Artinya : Barangsiapa merintis dalam Islam sunnah (perbuatan) yang baik maka baginya pahala dari perbuatan tersebut juga pahala dari orang yang melakukannya setelahnya tanpa mengurangi sedikitpun pahala mereka, dan barang siapa merintis dalam Islam sunnah (perbuatan) yang buruk maka baginya dosa dari perbuatannya dan juga dosa dari perbuatan orang yang melakukannya setelahnya tanpa mengurangi dosa-dosa mereka. (H. R. Imam Muslim)

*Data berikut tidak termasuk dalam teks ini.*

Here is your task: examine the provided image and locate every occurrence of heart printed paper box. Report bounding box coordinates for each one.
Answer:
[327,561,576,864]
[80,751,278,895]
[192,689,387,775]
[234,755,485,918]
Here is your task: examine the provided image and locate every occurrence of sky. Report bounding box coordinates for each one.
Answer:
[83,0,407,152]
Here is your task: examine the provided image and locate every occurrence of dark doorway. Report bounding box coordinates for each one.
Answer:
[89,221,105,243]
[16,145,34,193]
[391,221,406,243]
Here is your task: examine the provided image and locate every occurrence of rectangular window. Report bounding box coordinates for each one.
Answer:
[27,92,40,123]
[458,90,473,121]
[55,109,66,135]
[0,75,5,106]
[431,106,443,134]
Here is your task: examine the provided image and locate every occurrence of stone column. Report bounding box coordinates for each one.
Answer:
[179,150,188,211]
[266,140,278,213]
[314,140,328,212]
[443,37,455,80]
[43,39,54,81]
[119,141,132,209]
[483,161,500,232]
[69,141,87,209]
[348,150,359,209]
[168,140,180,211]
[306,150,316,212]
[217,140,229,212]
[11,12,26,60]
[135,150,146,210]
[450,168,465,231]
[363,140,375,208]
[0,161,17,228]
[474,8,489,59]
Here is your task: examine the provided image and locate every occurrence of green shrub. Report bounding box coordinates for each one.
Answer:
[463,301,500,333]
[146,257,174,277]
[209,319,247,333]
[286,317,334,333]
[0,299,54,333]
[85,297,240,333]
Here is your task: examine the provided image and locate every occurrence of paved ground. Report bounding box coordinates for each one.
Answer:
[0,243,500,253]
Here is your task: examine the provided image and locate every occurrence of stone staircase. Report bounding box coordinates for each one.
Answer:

Dalam hadits yang lain Rasulullah SAW bersabda :

من أحدث في أمرنا هذا ما ليس منه فهو رد

Barang siapa mencipatakan dalam urusan kami (agama) sesuatu yang bukan darinya maka ia tertolak (H.R. Imam Muslim)
Syeikh Abdu Rabbih al-Qalyuby mengatakan :

مفهومه من يحدث فى الدين ما هو منه فليس يردّ والمردود انما هو الذى لا أصل له فى الدين

Artinya: Mafhum hadits ini, seorang yang mengadakan sesuatu dalam agama perkara yang masih masih memiliki landasan dalam agama maka ia tidaklah tertolak, yang tertolak hanyalah perkara yang tidak ada dasarnya dalam agama.
Maka berdasarkan landasan ini, para ulama membagi bid’ah syar`i kepada dua; hasanah dan mazmumah dan berlaku baginya hukum yang lima (wajib, sunat, haram, makruh, dan mubah).
Atas dasar pemahaman ini, Imam Nawawi berkomentar terhadap hadits kullu bid’ah dhalalah:

قوله صلى الله عليه وسلم وكل بدعة ضلالة هذا عام مخصوص والمراد غالب البدع
Kata Nabi “setiap bid’ah adalah sesat” ini adalah `am makhkhsu, yang di maksudkan adalah kebanyakan bid’ah.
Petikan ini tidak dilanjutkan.